Entrepreneurship and Machine Learning: A Review
DOI:
https://doi.org/10.37934/araset.57.1.145157Keywords:
Machine learning, Entrepreneurship, Systematic literature review, Technology, Start-ups, EducationAbstract
Machine learning (ML) is reshaping the entrepreneurial landscape, empowering startups to gain a competitive edge, develop innovative products and services, and accelerate business growth. This study conducts a review of the emerging field of ML entrepreneurship, leveraging through the pre-recording systematic reviews and meta-analysis (PRISMA) methodology to analyse publications from Web of Science (WoS) and SCOPUS. The author keywords demonstrate that the term ‘machine learning’ is the most frequently used keyword, followed by ‘entrepreneurship’, ‘performance’, ‘innovation’, ‘artificial intelligence’, ‘management’, ‘impact’, ‘technology’, ‘deep learning’, and ‘big data’. Three key themes emerged, namely start-ups, technology, and education.
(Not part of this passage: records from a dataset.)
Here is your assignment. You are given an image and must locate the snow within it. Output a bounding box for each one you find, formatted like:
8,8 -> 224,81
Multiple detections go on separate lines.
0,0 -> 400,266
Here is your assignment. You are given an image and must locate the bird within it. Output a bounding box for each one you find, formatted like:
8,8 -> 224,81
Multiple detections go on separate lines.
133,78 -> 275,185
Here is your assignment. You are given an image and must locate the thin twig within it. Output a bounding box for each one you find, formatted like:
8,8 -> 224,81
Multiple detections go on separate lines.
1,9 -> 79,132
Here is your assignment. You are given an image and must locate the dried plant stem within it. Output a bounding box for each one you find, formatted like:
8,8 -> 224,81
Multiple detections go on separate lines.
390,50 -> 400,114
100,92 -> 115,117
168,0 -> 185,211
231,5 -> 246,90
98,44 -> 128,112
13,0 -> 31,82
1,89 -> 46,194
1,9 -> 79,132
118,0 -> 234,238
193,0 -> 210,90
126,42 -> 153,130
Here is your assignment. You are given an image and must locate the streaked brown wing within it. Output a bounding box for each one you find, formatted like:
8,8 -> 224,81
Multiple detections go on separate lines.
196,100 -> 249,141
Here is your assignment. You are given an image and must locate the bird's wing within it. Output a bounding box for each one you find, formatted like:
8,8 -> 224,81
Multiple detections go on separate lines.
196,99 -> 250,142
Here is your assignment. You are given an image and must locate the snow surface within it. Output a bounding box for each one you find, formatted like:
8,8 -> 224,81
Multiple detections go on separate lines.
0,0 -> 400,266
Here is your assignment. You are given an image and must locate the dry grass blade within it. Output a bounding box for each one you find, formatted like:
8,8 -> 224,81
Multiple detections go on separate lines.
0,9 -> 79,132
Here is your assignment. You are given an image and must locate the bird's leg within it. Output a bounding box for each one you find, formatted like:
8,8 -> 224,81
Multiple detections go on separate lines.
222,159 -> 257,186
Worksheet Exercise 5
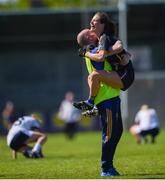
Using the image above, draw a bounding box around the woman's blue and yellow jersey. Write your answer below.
[85,48,120,105]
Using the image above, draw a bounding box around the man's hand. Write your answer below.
[78,48,86,57]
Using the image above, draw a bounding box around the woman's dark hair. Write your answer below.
[95,12,116,36]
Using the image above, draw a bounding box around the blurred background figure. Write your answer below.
[2,101,16,129]
[58,91,81,139]
[130,104,159,143]
[7,115,47,159]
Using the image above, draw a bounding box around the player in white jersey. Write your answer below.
[7,115,47,159]
[130,105,159,143]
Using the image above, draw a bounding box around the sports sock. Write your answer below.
[87,96,96,104]
[32,143,41,152]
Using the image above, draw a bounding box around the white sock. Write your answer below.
[32,143,41,152]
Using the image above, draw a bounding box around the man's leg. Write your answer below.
[99,98,123,176]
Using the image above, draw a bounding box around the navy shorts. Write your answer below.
[10,131,29,151]
[117,61,135,91]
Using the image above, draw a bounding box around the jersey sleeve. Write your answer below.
[31,120,41,129]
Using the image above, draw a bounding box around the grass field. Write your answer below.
[0,131,165,179]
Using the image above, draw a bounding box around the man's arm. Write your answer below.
[85,40,123,62]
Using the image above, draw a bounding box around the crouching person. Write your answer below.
[7,115,47,159]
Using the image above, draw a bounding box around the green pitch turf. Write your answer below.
[0,131,165,179]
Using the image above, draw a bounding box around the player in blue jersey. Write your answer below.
[74,30,123,176]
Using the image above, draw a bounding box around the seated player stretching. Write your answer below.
[73,29,134,113]
[7,115,47,159]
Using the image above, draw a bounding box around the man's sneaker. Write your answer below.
[32,151,41,158]
[23,151,32,158]
[82,106,99,116]
[73,101,94,111]
[101,168,120,177]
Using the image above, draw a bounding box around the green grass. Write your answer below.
[0,131,165,179]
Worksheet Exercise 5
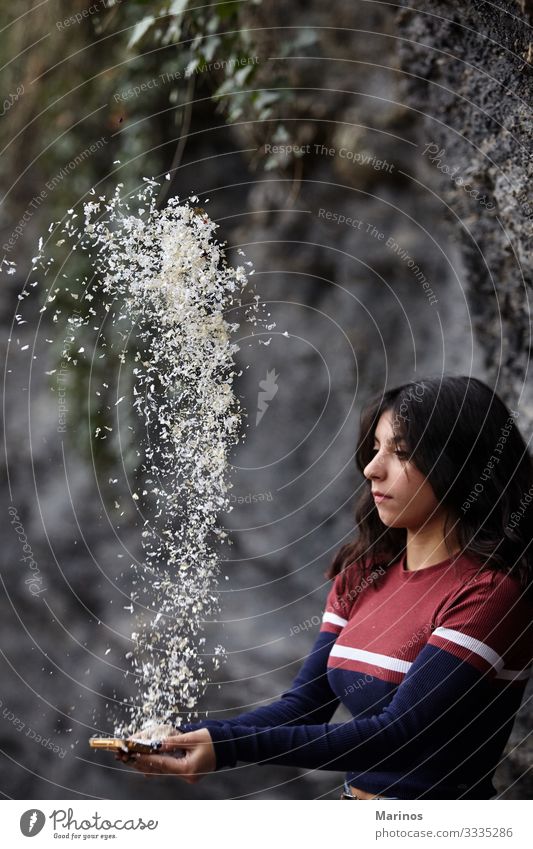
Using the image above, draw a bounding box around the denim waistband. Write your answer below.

The prominence of the technology theme in scholarly discourse highlights the pivotal role of ML in entrepreneurial innovation. ML is enabling startups to capitalize on emerging market opportunities, automate tasks, make informed decisions based on real-time data insights, and ease and enable other tasks more efficiently and effectively. By providing a comprehensive overview of the ML entrepreneurship landscape, this study offers valuable insights for all readers. Researchers and scholars can leverage these findings to identify emerging research areas, contribute to the advancement of knowledge in this field, develop new theories and models of ML entrepreneurship.